By Amber Burton

Americans are reportedly drinking more at home as lockdowns continue, but the shift has done little to buoy turbulent wine, beer and spirits stocks.

Among the biggest players in the industry, U.K.-based Diageo PLC is down about 16% so far this year. Constellation Brands Inc., a U.S. wine, beer and spirits manufacturer, is down about 4%. Crimson Wine Group Ltd., a smaller publicly traded vineyard in Napa, Calif., is down 35%.

Without bar and restaurant sales, revenue in the wine industry won't recover until a full reopening. Jon Moramarco, a wine analyst and industry veteran, projects that this year, on-premise wine sales in the U.S. will be about 50% to 60% of last year's levels.

Sales to bars and restaurants make up a large portion of the companies' sales as the establishments tend to buy large volumes of alcohol on a recurring basis. In the U.S., about 20% of alcohol sales are done via on-premise sales, said Brandy Rand, chief operating officer for the Americas at IWSR Drinks Market Analysis. Without that volume being sold regularly and the number of restaurants and bars reduced for the long term, distributors are taking a hit.

"The profit and overall value lost due to on-premise closures will not be able to be offset by the increase in off-premise purchases," she said.

As of September, one in six restaurants had closed long-term or permanently in the U.S., according to an analysis by the National Association of Restaurants. A survey by the organization also found that 40% of restaurant operators believe they will have to shut down permanently by early 2021 if they don't receive additional relief from the federal government.

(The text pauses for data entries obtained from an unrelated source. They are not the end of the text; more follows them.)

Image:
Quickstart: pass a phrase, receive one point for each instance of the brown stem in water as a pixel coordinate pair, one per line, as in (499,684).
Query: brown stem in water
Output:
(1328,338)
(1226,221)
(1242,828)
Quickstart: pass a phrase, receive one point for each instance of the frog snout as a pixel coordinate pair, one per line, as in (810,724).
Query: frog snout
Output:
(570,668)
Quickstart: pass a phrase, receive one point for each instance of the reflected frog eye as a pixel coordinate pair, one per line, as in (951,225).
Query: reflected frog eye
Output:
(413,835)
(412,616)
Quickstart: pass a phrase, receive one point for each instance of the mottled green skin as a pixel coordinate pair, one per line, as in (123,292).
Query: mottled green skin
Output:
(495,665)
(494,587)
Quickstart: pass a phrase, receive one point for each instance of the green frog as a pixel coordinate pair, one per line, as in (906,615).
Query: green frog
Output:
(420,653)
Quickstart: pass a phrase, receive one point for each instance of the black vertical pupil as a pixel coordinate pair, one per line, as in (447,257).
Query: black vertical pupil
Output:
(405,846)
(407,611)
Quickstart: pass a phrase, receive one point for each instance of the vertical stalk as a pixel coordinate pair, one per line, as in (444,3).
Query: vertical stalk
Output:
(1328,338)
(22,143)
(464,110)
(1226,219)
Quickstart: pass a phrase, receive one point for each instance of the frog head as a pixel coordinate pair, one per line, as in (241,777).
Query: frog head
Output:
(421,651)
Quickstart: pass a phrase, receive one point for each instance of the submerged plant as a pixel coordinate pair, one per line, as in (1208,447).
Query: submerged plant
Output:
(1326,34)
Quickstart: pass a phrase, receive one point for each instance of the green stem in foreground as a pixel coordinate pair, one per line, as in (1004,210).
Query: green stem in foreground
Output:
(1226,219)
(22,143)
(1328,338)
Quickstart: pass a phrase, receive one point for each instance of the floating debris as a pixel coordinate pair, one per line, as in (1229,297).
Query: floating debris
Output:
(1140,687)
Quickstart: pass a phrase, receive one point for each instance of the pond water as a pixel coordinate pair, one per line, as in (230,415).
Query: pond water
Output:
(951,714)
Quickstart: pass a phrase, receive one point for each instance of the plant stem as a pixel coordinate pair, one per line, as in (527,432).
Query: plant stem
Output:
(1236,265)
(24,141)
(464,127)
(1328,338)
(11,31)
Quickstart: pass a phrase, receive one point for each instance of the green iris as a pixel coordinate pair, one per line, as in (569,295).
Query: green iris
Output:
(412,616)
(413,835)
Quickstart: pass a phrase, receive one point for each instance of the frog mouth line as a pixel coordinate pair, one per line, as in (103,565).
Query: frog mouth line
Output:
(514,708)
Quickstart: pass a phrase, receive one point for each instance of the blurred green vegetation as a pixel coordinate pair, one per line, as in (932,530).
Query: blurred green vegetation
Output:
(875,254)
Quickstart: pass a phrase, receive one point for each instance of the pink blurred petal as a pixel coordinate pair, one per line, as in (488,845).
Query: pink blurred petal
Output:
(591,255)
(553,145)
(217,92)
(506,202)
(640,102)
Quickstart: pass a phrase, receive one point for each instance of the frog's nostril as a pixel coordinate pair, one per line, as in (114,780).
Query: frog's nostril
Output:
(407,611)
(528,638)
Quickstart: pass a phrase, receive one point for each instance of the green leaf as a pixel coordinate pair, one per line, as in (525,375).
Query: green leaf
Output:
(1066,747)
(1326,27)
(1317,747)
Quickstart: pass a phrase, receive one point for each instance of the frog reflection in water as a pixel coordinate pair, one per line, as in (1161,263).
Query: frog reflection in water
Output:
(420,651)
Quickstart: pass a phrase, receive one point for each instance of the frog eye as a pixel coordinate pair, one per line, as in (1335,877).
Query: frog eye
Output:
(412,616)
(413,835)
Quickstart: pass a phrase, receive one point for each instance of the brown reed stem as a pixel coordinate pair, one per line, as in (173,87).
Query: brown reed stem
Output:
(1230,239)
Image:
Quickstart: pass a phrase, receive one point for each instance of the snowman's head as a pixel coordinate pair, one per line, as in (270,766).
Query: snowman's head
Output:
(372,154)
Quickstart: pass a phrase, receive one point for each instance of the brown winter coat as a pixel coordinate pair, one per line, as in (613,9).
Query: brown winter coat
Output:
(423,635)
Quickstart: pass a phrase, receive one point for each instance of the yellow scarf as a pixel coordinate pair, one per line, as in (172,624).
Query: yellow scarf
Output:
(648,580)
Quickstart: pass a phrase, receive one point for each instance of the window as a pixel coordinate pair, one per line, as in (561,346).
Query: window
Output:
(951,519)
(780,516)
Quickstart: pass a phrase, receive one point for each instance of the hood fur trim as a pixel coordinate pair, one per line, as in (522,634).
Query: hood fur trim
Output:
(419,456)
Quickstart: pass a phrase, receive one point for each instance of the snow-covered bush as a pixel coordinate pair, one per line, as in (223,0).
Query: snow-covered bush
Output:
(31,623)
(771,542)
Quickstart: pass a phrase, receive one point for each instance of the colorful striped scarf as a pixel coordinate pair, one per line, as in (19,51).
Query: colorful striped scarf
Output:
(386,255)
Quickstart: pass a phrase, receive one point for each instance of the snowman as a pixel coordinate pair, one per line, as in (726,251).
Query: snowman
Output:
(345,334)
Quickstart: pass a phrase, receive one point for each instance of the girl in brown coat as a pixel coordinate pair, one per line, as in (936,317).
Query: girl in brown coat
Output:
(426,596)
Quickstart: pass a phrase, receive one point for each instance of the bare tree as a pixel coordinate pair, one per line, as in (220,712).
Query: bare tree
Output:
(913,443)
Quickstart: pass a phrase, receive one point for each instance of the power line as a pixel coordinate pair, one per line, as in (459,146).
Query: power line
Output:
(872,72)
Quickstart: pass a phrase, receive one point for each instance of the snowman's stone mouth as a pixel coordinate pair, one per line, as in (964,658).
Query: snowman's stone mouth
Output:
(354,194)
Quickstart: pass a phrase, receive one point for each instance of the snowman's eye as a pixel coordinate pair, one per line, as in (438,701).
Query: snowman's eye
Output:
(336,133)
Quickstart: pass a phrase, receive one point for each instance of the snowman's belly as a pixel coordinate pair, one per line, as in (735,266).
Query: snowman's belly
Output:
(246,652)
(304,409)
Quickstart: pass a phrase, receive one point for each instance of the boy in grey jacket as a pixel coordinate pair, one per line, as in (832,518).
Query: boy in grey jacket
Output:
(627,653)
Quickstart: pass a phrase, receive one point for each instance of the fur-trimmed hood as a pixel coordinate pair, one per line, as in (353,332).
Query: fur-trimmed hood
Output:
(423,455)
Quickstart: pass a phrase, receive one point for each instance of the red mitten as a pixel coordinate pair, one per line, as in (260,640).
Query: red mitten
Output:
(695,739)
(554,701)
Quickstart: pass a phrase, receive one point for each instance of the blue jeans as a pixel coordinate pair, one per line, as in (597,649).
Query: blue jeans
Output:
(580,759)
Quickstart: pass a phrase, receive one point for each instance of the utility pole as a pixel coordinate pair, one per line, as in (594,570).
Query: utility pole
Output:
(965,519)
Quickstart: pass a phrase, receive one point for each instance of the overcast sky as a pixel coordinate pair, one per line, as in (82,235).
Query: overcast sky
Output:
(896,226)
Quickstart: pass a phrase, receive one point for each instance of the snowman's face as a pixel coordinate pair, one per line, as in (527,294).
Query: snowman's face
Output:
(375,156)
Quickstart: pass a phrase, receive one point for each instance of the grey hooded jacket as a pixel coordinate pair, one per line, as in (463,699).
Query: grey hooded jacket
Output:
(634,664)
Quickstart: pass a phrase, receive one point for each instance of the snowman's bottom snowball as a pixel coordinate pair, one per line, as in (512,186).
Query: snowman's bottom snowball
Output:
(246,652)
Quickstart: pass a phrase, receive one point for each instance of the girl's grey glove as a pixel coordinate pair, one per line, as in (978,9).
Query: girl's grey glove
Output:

Until restaurants, bars and nightclubs are fully reopened, the alcohol industry is "missing a leg of the stool with the leisure space," and sales will remain down, said John Petrides, a portfolio manager at Tocqueville Asset Management.

Alcohol falls in the consumer-staples sector of the S&P 500. The sector is up 0.79% for the year through Nov. 5, while the S&P 500 is up about 1.95%.

There is a rush to invest in consumer-staples stocks because of their products' higher demand and margins in places such as grocery stores during the pandemic. But a year from now, if people are vaccinated against coronavirus, some wonder if consumer-staples companies will be able to get full price for their products.

"I think you're going to have very difficult year-over-year comparisons in the consumer-staples industry," said Mr. Petrides. "So the [alcohol] industry itself for me isn't overly attractive for that reason."

Despite the stocks' current performance, analysts believe the beaten-down shares will eventually recover once a vaccine is approved, because many people are itching to return to the normalcy of going out to bars and restaurants. The trouble is that no one knows exactly when that will be.

This has challenged alcohol companies globally. Diageo said its pretax profit fell in the second half of fiscal 2020 because of the coronavirus. The company reported in August that net sales fell about 9% to GBP11.75 billion, equivalent to about $15.26 billion, from GBP12.87 billion.

Constellation Brands, the largest beer manufacturer in the U.S., also experienced a slight dip in sales. The beverage company reported net sales of $2.26 billion in its second fiscal quarter, down slightly from $2.34 billion a year earlier. Constellation beat expectations with earnings of $2.62 a share, versus a loss of $2.77 in the same period a year earlier. The improvement was in part because of strong sales.

Mr. Moramarco projects that beer sales will be relatively flat, wine sales will creep up by about 1% to 2%, slower than last year, and spirits sales will be up 4% in the fourth quarter.

Even as the holiday season approaches, overall volume sales of wine are expected to remain lower, although direct-to-consumer and grocery-store sales are helping wine makers get through this tough time.

In September, the total value of direct-to-consumer wine shipments was nearly $312 million in the U.S., an increase of 17% from a year earlier, said Andrew Adams, the editor of the Wine Analytics Report, which tracks data within the industry. Grocery-store sales tracked by Nielsen were up 16% in September compared with the same period in 2019, according to Wines Vines Analytics.

"Those have been the two channels that have really kept wine going through this," Mr. Adams said.